The absolutist "never use MD5" advice is well-intentioned but wrong in its framing. The real advice is simpler: if someone might benefit from forging a hash collision, use SHA-256 or better. If not, MD5 is still a fast, compact, widely-supported hash that does one job well. Many posts will tell you otherwise; I'd rather be accurate than alarmist.
That said, there's almost no cost to defaulting to SHA-256. Library support is universal. Performance is close enough to not matter for most use cases. If you're writing new code and can't decide, pick SHA-256 and move on.
Recent hash security news (2024–2025)
Three things happened recently that are worth knowing about.
NIST officially retired SHA-1 in December 2022. This wasn't deprecation. This was retirement — federal systems cannot use SHA-1 for any cryptographic function after 2030, and the recommendation is to migrate now. If your codebase still has SHA-1 anywhere near a security boundary, treat it as a 2030 deadline.
Practical SHA-256 collision for 31-step reduced variant (2024). Cryptographers at EUROCRYPT 2024 and Asiacrypt 2024 demonstrated collisions on SHA-256 reduced to 31 of its 64 rounds. The full 64-round algorithm remains secure, but the security margin is the thing that shrinks over decades. This doesn't mean SHA-256 is breaking. It means researchers are steadily climbing the round count, and when the climb reaches the full spec (historically a multi-decade journey), NIST will have a successor ready — which is partly why SHA-3 exists.
CVE-2024-54143 (OpenWrt).

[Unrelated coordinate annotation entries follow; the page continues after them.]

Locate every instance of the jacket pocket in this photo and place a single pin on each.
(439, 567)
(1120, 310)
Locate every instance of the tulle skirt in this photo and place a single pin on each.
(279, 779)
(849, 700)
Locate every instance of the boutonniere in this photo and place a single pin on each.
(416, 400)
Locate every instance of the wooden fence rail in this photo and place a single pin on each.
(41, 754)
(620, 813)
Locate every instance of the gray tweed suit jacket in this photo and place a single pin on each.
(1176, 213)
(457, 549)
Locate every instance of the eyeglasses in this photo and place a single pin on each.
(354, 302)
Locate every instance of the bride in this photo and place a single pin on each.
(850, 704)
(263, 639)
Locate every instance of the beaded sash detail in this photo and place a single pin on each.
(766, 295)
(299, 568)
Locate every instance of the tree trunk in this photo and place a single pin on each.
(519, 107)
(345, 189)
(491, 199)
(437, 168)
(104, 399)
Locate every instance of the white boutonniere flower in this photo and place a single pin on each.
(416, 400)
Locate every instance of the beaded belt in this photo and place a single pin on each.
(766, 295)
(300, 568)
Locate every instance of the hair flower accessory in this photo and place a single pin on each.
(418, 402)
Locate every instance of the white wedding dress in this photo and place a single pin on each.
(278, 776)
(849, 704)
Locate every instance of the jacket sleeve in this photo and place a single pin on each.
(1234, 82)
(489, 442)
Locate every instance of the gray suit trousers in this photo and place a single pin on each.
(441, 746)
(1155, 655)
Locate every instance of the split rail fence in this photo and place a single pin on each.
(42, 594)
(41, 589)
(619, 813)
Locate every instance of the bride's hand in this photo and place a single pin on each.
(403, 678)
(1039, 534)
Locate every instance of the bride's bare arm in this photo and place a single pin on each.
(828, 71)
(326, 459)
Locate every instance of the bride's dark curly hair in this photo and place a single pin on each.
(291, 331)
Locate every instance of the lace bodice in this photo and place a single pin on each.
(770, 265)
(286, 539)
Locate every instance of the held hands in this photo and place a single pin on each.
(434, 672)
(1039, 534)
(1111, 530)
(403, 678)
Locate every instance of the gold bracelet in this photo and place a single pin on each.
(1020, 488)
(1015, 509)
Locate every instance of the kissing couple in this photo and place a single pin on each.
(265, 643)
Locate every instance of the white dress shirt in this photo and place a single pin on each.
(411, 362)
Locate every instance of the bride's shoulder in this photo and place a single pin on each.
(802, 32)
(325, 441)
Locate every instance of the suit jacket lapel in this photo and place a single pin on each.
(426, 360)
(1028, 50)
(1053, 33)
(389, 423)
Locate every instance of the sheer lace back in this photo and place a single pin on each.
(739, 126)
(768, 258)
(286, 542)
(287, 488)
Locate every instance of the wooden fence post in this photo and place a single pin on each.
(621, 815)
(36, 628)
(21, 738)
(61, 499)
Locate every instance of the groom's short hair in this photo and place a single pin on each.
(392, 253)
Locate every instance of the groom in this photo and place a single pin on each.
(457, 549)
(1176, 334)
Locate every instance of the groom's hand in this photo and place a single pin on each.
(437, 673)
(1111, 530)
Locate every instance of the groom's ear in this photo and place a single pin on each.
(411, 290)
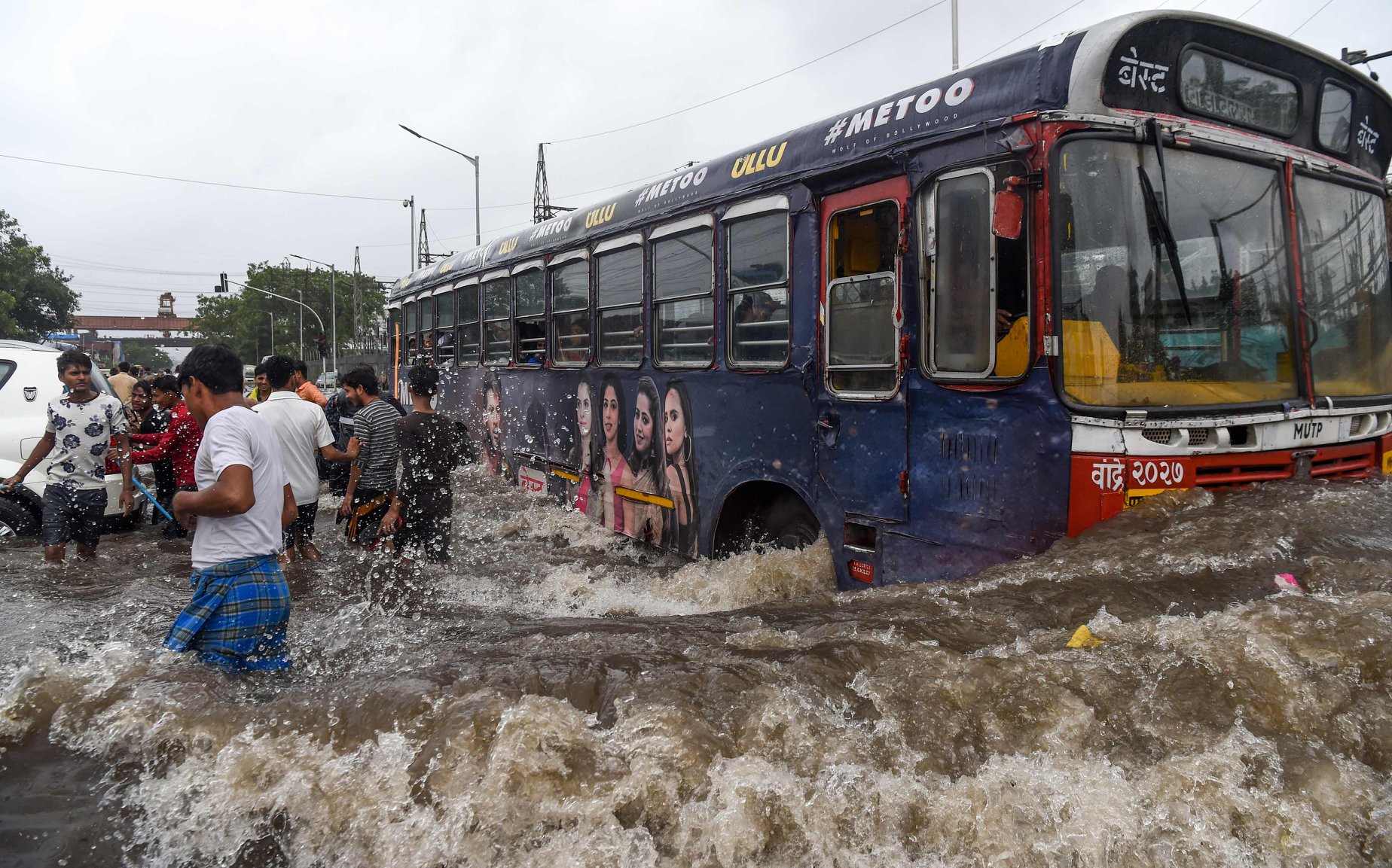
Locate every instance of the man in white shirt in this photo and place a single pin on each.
(82, 423)
(304, 434)
(241, 603)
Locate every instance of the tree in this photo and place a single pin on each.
(246, 320)
(35, 298)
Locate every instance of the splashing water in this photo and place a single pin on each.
(557, 697)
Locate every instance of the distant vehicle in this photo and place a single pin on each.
(28, 382)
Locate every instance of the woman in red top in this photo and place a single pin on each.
(179, 443)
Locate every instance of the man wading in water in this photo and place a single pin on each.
(304, 434)
(423, 502)
(374, 474)
(241, 603)
(81, 423)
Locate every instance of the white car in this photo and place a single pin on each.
(28, 382)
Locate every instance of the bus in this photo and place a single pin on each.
(955, 324)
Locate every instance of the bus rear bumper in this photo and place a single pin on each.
(1100, 486)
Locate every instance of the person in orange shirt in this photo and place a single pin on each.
(304, 387)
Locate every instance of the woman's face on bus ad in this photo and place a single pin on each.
(674, 428)
(582, 410)
(493, 418)
(610, 415)
(642, 423)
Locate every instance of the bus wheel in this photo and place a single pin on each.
(788, 523)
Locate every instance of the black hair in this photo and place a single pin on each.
(73, 356)
(621, 429)
(361, 379)
(692, 479)
(425, 380)
(279, 370)
(213, 365)
(655, 458)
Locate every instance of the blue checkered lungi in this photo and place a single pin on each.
(237, 618)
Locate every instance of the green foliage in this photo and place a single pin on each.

A real-world vulnerability in the OpenWrt Attended Sysupgrade Service where SHA-256 hashes were truncated to 12 characters. Truncation dropped effective collision resistance from 128 bits to 48 bits, which is feasible to attack. Attackers could poison the firmware build cache and deliver compromised images. The lesson: don't truncate cryptographic hashes unless you know what you're doing. If you don't need the full 256 bits, use SHA-224 or SHA-512/256 (both are properly-designed truncated variants), not sha256(...)[:12].
Lane 2: password hashing is a different animal
This is where the SHA-256 story ends and a separate story begins. If you take nothing else from this post, take this: never hash passwords with SHA-256.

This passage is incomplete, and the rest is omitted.